For backend developers, accessing a database is crucial.
Core user data is usually stored securely in databases like MySQL or Oracle.
Daily tasks often involve creating databases and tables to meet business needs, but tables are created much more frequently.
This article will focus on table creation since ignoring key details can lead to costly issues in maintenance after deployment.
By the way, Poor database design practices can also cause your API to respond slowly during high concurrency.The following image shows the performance test results of an API using the EchoAPI tool.
Today, let’s discuss 18 tips for creating tables in a database.
Many of the details mentioned in this article stem from my own experiences and challenges faced during work, and I hope they will be helpful to you.
When creating tables, fields, and indexes, giving them good names is incredibly important.
Names serve as the face of tables, fields, and indexes, leaving a first impression.
Good names are concise and self-descriptive, making communication and maintenance easier.
Poor names are ambiguous and confusing, leading to chaos and frustration.
Bad Examples:
Field names like abc, abc_name, name, user_name_123456789 will leave you baffled.
Good Example:
Field name as user_name.
A gentle reminder: names should also not be too long, ideally kept within 30 characters.
It’s best to use lowercase letters for names, as they are easier to read visually.
Bad Examples:
Field names like PRODUCT_NAME, PRODUCT_name are not intuitive. A mix of upper and lower case is less pleasant to read.
Good Example:
Field name as product_name looks more comfortable.
Often, names may contain multiple words for better understanding.
What separator should be used between multiple words?
Bad Examples:
Field names like productname, productName, product name, or product@name are not recommended.
Good Example:
Field name as product_name.
Using an underscore _ between words is strongly advised.
For table names, it’s recommended to use meaningful, concise names along with a business prefix.
For order-related tables, prepend the table name with order_, such as order_pay, order_pay_detail.

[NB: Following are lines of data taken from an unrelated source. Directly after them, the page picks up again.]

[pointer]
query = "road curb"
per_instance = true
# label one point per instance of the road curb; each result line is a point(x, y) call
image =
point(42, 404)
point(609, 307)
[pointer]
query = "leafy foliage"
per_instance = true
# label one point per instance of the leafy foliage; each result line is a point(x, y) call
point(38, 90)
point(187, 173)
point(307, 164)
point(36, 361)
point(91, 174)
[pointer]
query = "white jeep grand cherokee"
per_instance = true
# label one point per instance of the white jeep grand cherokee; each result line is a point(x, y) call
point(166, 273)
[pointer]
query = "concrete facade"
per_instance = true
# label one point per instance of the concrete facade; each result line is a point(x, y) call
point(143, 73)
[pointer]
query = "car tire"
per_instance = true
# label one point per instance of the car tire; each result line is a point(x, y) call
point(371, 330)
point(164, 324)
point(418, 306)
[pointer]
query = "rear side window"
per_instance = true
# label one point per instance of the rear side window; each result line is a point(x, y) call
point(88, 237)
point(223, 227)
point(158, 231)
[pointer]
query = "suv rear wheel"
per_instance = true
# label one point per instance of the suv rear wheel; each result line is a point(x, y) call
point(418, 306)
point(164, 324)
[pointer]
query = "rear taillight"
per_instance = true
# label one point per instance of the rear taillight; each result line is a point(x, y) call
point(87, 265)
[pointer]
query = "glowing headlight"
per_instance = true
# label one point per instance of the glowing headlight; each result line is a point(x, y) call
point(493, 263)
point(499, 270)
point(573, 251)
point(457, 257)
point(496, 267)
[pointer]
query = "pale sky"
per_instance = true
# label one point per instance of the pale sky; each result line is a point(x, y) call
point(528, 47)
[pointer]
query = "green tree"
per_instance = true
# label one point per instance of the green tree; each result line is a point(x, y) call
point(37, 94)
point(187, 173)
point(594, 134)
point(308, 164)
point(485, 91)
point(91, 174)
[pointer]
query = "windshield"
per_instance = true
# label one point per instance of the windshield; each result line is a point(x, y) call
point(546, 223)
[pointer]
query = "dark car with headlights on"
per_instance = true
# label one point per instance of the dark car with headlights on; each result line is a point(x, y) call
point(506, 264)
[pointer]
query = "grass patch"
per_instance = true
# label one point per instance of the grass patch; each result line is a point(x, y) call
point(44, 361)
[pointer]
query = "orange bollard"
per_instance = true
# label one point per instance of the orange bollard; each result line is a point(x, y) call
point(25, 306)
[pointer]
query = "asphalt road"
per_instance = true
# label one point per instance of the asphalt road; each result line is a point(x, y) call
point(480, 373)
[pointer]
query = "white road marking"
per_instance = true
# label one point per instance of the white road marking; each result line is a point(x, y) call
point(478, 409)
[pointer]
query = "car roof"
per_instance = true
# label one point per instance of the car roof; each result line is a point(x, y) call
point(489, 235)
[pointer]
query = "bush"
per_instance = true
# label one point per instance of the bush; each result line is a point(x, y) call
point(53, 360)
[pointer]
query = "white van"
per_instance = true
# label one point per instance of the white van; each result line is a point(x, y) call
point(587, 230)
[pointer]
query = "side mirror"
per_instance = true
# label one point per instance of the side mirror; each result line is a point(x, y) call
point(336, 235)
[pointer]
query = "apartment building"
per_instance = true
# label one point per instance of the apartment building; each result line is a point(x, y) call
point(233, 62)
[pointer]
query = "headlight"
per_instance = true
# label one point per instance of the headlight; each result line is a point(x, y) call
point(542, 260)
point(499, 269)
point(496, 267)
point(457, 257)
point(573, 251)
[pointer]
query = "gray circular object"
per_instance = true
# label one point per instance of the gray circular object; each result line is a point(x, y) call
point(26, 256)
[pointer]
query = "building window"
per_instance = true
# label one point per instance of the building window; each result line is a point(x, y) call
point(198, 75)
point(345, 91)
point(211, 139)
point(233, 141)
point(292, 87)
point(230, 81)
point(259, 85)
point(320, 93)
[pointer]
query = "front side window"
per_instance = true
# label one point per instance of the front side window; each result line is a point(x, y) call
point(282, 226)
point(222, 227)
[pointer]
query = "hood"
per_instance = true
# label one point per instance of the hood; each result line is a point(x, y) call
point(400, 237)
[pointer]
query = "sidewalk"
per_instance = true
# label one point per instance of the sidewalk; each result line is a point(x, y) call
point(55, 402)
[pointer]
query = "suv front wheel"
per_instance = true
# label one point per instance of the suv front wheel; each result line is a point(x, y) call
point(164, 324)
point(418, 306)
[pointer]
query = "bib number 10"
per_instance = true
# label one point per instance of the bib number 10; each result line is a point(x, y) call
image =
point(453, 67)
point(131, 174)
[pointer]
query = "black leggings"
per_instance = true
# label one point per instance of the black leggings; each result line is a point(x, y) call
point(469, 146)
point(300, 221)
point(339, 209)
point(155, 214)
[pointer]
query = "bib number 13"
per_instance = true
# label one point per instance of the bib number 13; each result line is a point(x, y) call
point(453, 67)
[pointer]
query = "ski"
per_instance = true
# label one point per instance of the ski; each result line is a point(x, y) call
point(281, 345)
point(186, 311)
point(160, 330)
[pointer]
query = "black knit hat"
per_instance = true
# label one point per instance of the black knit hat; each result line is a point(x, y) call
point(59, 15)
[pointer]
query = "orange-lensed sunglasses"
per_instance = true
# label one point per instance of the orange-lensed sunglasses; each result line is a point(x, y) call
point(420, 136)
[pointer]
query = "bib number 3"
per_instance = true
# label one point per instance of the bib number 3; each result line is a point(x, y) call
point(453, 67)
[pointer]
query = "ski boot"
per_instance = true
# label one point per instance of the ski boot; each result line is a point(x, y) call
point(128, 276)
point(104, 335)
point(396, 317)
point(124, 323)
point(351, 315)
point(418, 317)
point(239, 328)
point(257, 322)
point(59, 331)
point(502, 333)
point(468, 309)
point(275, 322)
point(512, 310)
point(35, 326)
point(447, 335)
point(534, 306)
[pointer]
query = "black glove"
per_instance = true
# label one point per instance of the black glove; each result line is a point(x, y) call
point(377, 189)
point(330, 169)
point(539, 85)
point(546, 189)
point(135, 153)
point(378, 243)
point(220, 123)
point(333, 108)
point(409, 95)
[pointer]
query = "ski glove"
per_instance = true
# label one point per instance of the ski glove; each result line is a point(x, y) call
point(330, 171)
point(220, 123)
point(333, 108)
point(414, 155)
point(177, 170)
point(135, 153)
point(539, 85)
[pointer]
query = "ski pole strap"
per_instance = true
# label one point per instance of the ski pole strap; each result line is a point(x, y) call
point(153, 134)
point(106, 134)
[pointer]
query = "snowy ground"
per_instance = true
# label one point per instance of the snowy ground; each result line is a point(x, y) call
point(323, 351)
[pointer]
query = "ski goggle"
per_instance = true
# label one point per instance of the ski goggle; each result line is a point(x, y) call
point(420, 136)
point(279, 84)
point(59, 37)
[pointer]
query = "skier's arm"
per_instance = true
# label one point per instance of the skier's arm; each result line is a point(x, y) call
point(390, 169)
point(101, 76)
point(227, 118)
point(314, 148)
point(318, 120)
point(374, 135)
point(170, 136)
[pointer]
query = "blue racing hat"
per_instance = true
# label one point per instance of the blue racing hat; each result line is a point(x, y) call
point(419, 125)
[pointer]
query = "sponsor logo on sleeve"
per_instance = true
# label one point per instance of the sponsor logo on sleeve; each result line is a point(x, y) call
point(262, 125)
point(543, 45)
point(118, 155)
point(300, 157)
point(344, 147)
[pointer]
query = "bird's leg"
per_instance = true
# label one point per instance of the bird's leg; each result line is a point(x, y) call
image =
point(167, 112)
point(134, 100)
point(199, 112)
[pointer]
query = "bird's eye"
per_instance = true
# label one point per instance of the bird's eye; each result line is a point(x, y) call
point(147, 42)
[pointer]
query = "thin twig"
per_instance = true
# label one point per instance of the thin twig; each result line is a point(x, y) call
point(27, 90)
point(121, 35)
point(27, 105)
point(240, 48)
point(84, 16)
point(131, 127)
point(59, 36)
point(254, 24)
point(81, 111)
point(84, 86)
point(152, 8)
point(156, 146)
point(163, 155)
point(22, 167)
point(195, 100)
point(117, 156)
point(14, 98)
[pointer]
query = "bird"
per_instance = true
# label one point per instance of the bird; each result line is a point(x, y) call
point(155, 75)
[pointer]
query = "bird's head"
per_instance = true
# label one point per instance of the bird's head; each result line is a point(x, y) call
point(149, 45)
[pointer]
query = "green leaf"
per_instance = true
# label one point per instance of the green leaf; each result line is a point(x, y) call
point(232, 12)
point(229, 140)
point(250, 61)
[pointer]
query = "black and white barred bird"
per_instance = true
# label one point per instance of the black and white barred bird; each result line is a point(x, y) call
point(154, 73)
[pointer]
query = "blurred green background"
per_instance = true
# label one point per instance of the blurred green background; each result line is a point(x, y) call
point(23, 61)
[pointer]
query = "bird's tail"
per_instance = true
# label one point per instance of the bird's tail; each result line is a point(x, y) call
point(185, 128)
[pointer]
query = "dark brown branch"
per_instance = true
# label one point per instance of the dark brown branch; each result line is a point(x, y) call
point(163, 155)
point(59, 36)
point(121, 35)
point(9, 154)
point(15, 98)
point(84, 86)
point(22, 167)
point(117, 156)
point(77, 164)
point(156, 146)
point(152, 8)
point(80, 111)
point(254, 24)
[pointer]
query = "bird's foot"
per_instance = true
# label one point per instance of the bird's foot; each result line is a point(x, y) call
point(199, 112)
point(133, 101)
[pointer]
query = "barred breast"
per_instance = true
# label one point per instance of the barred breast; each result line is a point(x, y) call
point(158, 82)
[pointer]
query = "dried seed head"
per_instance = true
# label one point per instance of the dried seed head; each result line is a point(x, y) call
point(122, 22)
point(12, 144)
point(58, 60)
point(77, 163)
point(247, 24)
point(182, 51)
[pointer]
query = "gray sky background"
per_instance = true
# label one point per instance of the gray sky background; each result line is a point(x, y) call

For product-related tables, prepend with product_, like product_spu, product_sku.
This practice helps in categorizing tables related to the same business together quickly.

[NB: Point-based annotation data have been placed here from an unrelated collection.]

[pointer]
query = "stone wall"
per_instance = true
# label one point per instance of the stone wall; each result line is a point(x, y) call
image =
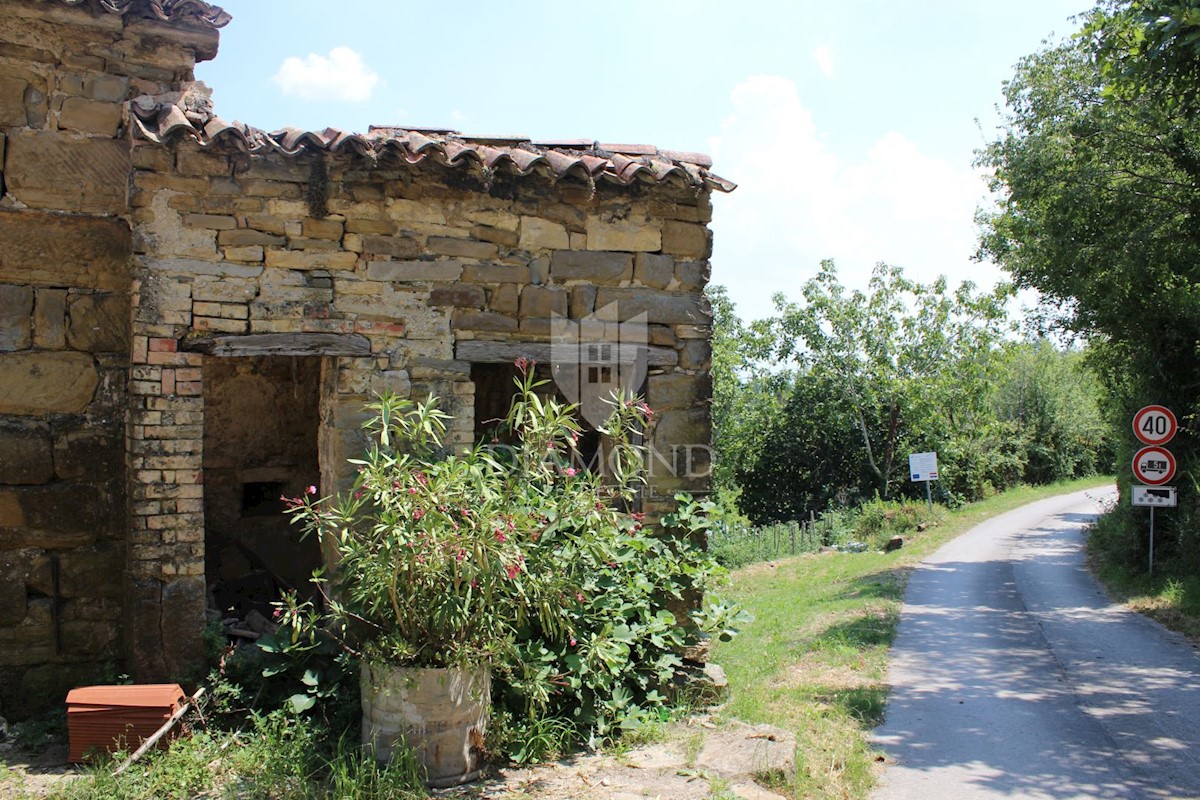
point(65, 247)
point(402, 277)
point(131, 269)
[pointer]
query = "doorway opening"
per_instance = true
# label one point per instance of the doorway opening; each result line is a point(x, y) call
point(261, 445)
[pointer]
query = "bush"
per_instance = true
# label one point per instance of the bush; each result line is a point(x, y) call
point(516, 557)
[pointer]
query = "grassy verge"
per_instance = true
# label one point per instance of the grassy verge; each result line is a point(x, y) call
point(815, 660)
point(1119, 551)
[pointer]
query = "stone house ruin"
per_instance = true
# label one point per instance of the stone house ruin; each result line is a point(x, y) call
point(193, 312)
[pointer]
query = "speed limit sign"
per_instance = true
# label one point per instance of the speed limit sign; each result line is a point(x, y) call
point(1155, 425)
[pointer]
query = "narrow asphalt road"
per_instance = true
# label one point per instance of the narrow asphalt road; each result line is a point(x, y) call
point(1013, 675)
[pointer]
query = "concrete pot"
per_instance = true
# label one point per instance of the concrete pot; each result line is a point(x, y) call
point(441, 714)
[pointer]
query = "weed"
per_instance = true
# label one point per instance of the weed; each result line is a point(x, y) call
point(815, 660)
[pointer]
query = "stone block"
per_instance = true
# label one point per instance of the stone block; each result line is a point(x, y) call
point(91, 572)
point(393, 246)
point(57, 516)
point(693, 426)
point(583, 301)
point(688, 239)
point(543, 234)
point(210, 221)
point(678, 391)
point(113, 89)
point(16, 317)
point(51, 319)
point(13, 595)
point(247, 236)
point(25, 455)
point(630, 235)
point(504, 299)
point(12, 102)
point(660, 307)
point(90, 116)
point(543, 302)
point(663, 336)
point(85, 453)
point(166, 621)
point(694, 276)
point(653, 270)
point(484, 320)
point(90, 638)
point(408, 271)
point(329, 229)
point(585, 265)
point(195, 163)
point(371, 227)
point(251, 254)
point(48, 169)
point(99, 323)
point(293, 259)
point(696, 354)
point(215, 289)
point(495, 274)
point(60, 250)
point(460, 296)
point(47, 383)
point(495, 235)
point(462, 247)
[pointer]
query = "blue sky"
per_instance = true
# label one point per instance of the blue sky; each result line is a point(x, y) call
point(850, 126)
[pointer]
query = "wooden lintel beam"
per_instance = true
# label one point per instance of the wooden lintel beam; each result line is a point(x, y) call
point(478, 352)
point(258, 344)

Additionally, if a non-order business might need to create a table named pay, it can be easily distinguished as finance_pay, preventing name conflicts.

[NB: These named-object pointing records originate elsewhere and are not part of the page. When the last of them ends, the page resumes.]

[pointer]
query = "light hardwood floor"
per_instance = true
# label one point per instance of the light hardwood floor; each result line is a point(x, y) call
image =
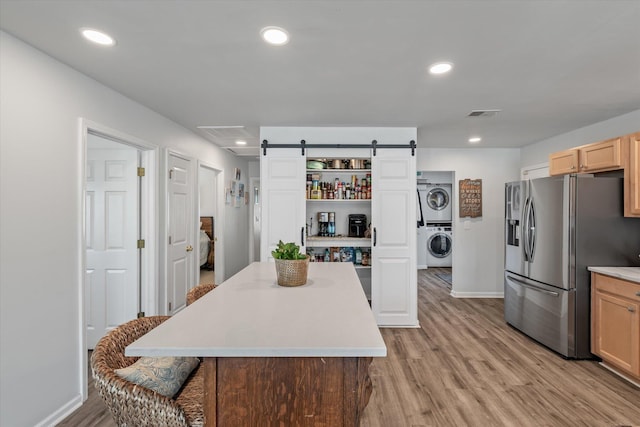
point(465, 367)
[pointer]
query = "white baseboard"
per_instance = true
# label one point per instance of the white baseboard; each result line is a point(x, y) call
point(417, 325)
point(62, 413)
point(477, 294)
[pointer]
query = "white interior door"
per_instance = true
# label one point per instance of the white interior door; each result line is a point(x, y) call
point(180, 250)
point(111, 294)
point(394, 297)
point(283, 178)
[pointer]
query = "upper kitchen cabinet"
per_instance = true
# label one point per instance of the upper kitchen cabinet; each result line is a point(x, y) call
point(622, 152)
point(596, 157)
point(632, 177)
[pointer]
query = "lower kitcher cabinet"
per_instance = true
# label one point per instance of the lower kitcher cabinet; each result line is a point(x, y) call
point(615, 323)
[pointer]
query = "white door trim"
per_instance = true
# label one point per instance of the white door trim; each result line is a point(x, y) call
point(148, 208)
point(219, 219)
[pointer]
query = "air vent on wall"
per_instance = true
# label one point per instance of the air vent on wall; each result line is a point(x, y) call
point(483, 113)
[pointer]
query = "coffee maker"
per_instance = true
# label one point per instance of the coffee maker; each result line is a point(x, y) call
point(326, 224)
point(323, 224)
point(357, 225)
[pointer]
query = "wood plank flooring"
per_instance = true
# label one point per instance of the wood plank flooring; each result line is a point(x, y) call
point(465, 367)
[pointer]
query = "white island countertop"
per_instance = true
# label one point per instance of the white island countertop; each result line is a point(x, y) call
point(249, 315)
point(627, 273)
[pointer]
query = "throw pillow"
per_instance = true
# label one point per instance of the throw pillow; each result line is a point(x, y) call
point(164, 375)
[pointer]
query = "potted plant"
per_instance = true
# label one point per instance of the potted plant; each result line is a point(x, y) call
point(291, 265)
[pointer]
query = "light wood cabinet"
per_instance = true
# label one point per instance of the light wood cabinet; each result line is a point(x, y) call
point(615, 323)
point(632, 177)
point(596, 157)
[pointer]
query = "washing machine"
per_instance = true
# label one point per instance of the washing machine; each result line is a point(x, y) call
point(436, 202)
point(439, 246)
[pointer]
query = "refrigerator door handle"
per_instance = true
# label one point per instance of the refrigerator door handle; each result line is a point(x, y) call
point(533, 287)
point(532, 230)
point(525, 230)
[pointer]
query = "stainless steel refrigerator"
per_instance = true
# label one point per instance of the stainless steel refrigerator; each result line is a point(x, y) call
point(555, 228)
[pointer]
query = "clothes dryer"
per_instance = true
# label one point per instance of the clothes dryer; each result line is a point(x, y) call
point(439, 246)
point(436, 202)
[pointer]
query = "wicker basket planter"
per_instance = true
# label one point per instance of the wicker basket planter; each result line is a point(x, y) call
point(292, 272)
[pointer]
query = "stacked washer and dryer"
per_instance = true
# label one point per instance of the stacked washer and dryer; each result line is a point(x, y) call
point(435, 237)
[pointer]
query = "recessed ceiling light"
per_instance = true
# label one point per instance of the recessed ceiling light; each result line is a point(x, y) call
point(275, 35)
point(98, 37)
point(440, 68)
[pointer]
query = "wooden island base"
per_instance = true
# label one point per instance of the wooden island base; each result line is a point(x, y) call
point(292, 391)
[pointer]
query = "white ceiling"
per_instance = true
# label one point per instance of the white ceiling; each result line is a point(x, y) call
point(550, 66)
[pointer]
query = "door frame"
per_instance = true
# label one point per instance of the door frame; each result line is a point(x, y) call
point(219, 219)
point(148, 229)
point(254, 182)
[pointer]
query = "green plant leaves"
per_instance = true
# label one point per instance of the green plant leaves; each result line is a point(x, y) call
point(287, 251)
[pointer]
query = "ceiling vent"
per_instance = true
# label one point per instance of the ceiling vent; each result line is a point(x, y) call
point(483, 113)
point(226, 132)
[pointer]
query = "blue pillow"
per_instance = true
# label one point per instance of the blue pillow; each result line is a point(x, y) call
point(164, 375)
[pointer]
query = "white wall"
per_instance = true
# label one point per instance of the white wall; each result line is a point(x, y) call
point(41, 101)
point(478, 254)
point(622, 125)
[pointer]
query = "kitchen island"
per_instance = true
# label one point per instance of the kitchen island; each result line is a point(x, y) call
point(272, 354)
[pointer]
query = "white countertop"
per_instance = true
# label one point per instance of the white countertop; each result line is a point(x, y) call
point(250, 315)
point(627, 273)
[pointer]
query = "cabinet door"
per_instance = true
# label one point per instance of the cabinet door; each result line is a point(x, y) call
point(283, 180)
point(632, 178)
point(617, 331)
point(605, 155)
point(393, 221)
point(563, 162)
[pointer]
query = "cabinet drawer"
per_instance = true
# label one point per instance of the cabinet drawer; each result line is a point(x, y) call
point(619, 287)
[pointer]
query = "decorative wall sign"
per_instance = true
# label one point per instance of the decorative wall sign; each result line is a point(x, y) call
point(470, 195)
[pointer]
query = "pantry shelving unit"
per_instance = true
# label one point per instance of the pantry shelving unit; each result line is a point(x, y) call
point(390, 279)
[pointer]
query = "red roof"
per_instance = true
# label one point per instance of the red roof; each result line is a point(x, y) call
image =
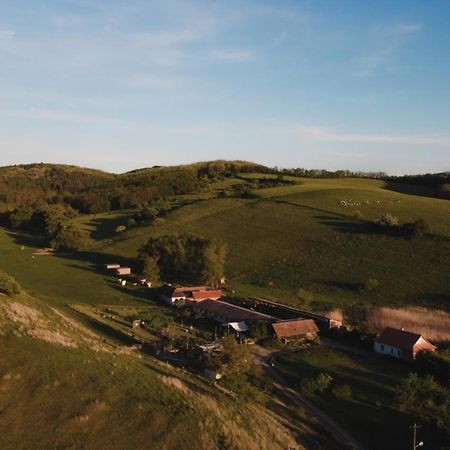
point(404, 340)
point(300, 327)
point(204, 295)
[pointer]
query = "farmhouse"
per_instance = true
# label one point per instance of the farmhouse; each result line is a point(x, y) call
point(226, 312)
point(401, 344)
point(297, 328)
point(198, 296)
point(123, 271)
point(171, 295)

Field names allow for maximum flexibility but can easily lead to confusion.
For example, using flag to denote status in one table while using status in another can create inconsistencies.
Standardizing to status for representing state is advisable.
When a table uses another table's primary key, append _id or _sys_no to the end of the field name, for example, product_spu_id or product_spu_sys_no.
Additionally, standardize creation time as create_time and modification time as update_time, with deletion status fixed as delete_status.
Other common fields should also maintain a uniform naming convention across different tables for better clarity.
In a database, there are various types of indexes, including primary keys, regular indexes, unique indexes, and composite indexes.
A table generally has a single primary key, usually named id or sys_no.
Regular and composite indexes can use the ix_ prefix, for example, ix_product_status.
Unique indexes can use the ux_ prefix, such as ux_product_code.
When designing tables, ample freedom exists in choosing field types.
Time-formatted fields can be date, datetime, or timestamp, etc.
Character data types include varchar, char, text, etc.
Numeric types comprise int, bigint, smallint, and tinyint.
Selecting an appropriate field type is crucial.
Overestimating types (e.g., using bigint for a field that will only store values between 1 and 10) wastes space; tinyint would suffice.
Conversely, underestimating (e.g., using int for an 18-digit ID) will lead to data storage failures.
Here are some principles for choosing field types:
After defining field names and selecting appropriate field types, the focus should shift to field lengths, like varchar(20) or bigint(20).
What does varchar indicate in terms of length—bytes or characters?
The answer: In MySQL, varchar and char represent character length, while most other types represent byte length.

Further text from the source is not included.